Early sympathetic dysfunction has been suggested to play a role in diabetes-associated haemodynamic alterations and has been implicated in the development of diabetic complications such as diabetic foot ulceration and diabetic nephropathy in patients with Type 1 diabetes mellitus and, although more controversial, in patients with Type 2 diabetes mellitus [33]. The fact that the multiple regression models of LF-BFV and NaF leakage parameters of microcirculatory function were not influenced by the type of diabetes, challenges the thought that an increased capillary permeability in the skin is a phenomenon of autonomic neuropathy. Endothelial dysfunction could be common denominator of the observed association between NaF leakage and LF-BFV in these patients groups. Endothelial dysfunction, as demonstrated by a reduced vasodilation on the dorsal foot in response to heating and iontophoresis of acetylcholine, was found in neuropathic Type 1 and Type 2 diabetic patients both with and without vascular disease, but not in diabetic patients without neuropathy and control subjects [34]. Further, the vasodilatory response to acetyl-choline at the foot was reduced in diabetic patient with neuropathy compared to diabetic patients without neuropathy and control subjects [35].

In this cross-sectional and observational study, we found a statistically independent contribution of skin LF-BFV on NaF leakage in diabetic patients complicated by neuropathy.
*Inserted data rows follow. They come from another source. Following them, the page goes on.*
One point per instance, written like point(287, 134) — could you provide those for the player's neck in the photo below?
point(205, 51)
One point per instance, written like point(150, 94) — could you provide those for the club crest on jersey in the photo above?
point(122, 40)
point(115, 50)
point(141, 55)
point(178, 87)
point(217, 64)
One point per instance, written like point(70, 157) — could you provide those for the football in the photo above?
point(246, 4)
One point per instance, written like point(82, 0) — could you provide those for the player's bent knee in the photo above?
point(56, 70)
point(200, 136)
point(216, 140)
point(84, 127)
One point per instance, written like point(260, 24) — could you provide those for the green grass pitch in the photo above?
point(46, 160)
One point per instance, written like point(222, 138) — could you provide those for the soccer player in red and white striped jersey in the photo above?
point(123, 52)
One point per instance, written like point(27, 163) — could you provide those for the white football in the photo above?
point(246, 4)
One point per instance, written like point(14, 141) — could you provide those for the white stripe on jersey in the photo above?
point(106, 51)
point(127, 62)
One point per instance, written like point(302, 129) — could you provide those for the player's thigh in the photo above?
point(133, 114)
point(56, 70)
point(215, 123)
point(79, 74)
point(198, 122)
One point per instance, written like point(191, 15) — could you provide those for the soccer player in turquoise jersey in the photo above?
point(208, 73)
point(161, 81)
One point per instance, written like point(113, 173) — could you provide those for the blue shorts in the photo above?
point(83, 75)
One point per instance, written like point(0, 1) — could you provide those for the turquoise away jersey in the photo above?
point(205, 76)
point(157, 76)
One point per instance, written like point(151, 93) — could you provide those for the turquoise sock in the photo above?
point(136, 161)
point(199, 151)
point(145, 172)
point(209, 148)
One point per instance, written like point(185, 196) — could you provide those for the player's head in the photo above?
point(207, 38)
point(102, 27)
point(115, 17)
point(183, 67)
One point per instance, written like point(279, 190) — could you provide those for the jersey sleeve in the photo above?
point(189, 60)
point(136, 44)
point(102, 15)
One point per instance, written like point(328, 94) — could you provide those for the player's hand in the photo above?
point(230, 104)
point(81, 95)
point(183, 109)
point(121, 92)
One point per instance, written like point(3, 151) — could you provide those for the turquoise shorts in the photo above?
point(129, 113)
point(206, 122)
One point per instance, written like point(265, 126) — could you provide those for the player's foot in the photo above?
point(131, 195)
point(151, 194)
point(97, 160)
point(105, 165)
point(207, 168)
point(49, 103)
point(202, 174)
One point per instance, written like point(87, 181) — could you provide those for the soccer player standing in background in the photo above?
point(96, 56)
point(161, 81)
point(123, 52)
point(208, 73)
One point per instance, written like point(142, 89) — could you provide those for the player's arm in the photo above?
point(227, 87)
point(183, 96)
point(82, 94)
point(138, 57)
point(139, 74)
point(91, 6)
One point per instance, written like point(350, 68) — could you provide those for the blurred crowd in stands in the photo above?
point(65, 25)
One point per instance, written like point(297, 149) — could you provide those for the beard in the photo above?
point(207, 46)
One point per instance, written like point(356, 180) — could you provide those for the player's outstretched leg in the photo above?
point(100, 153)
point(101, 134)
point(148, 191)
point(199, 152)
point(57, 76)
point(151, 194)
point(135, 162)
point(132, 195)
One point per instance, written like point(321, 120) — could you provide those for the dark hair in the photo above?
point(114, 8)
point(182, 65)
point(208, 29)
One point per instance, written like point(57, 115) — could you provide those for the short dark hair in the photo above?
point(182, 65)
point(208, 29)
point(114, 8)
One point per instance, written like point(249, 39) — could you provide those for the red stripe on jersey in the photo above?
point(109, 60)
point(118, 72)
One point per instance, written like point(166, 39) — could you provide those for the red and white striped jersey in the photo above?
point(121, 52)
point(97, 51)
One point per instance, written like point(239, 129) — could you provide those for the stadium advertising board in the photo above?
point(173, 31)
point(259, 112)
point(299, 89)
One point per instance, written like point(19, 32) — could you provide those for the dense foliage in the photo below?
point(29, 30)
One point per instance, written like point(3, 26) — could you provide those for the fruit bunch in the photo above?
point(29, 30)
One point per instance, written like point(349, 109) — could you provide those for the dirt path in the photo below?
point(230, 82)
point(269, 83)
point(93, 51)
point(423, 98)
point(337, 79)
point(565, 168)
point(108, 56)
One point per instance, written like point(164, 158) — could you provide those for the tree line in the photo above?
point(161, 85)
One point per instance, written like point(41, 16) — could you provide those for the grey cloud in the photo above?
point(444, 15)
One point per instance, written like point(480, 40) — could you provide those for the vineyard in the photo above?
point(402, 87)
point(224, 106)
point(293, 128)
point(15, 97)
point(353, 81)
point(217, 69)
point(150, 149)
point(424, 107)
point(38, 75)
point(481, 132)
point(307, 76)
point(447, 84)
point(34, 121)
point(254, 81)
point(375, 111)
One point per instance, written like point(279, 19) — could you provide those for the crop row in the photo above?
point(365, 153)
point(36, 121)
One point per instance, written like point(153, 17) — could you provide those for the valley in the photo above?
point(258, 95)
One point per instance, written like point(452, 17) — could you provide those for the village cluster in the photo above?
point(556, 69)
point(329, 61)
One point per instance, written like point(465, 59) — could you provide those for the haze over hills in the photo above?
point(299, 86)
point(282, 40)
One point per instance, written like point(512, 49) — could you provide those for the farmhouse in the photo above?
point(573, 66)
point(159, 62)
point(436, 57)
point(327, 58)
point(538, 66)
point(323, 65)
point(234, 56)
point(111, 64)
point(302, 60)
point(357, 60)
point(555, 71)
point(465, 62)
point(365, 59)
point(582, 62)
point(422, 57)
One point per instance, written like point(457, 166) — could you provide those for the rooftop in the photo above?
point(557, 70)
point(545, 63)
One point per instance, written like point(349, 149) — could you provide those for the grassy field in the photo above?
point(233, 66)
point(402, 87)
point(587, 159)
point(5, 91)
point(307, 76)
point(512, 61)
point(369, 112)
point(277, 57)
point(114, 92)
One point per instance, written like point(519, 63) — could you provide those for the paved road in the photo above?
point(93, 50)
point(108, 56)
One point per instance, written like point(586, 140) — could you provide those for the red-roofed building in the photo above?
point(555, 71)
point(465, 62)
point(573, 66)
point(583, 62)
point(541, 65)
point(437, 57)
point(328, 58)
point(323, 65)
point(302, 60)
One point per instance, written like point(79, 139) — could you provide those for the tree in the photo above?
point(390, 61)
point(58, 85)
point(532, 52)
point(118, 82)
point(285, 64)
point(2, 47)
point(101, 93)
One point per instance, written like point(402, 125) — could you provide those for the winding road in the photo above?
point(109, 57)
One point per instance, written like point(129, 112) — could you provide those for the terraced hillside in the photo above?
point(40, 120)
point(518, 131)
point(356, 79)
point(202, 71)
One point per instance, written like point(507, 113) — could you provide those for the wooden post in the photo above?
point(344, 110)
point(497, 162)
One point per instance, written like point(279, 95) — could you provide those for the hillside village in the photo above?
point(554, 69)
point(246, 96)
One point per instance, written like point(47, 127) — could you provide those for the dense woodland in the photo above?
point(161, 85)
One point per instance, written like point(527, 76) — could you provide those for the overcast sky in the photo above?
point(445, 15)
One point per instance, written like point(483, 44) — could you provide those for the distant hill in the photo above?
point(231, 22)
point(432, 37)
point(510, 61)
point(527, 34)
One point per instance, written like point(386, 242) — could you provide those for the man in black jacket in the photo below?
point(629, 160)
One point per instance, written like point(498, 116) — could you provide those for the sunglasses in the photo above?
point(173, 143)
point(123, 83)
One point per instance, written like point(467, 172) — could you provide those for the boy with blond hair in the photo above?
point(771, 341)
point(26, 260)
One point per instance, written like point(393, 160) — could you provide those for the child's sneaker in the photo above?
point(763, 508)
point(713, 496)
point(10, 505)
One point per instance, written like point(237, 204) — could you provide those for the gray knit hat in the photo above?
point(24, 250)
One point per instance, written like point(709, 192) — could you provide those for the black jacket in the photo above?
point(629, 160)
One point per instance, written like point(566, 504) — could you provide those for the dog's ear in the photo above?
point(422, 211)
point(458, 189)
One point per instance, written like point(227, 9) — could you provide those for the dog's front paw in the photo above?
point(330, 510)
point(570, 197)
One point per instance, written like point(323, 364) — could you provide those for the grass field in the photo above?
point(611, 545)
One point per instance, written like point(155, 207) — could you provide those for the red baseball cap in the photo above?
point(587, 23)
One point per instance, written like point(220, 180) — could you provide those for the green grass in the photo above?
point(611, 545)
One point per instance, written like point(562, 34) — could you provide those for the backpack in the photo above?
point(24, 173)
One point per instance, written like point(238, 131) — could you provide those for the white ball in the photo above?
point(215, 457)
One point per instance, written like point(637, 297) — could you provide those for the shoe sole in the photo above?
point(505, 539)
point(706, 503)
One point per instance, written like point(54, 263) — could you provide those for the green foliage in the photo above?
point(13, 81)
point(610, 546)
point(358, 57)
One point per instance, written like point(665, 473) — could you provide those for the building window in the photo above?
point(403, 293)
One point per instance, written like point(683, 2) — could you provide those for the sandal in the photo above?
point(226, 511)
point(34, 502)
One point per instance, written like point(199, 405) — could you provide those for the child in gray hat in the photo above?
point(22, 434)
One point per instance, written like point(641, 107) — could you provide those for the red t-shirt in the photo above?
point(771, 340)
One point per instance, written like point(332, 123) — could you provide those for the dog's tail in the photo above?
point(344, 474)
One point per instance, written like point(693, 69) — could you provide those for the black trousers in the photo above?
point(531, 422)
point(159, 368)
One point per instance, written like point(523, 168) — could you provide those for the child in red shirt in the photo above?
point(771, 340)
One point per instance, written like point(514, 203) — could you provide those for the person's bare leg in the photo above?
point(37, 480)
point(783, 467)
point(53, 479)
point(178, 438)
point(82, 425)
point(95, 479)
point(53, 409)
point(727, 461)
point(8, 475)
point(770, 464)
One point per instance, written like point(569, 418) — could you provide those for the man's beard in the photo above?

Thus, these data add further insights in the factors contributing to the microcirculatory changes as described by the haemodynamic hypothesis [11, 33]. Further studies are needed to elaborate the putative role of sympathetic nerve dysfunction on skin microcirculatory changes in patients with diabetes mellitus, and to evaluate whether these findings are also present in other organ tissues than the foot skin.

In conclusion, this study documents that peripheral autonomic neuropathy is related to increased capillary permeability in diabetic patients. A loss of sympathetic tone seems to be a major determinant of an increased capillary fluid filtration, which could be deleterious to the skin nutritive capillary function in diabetic patients with neuropathy.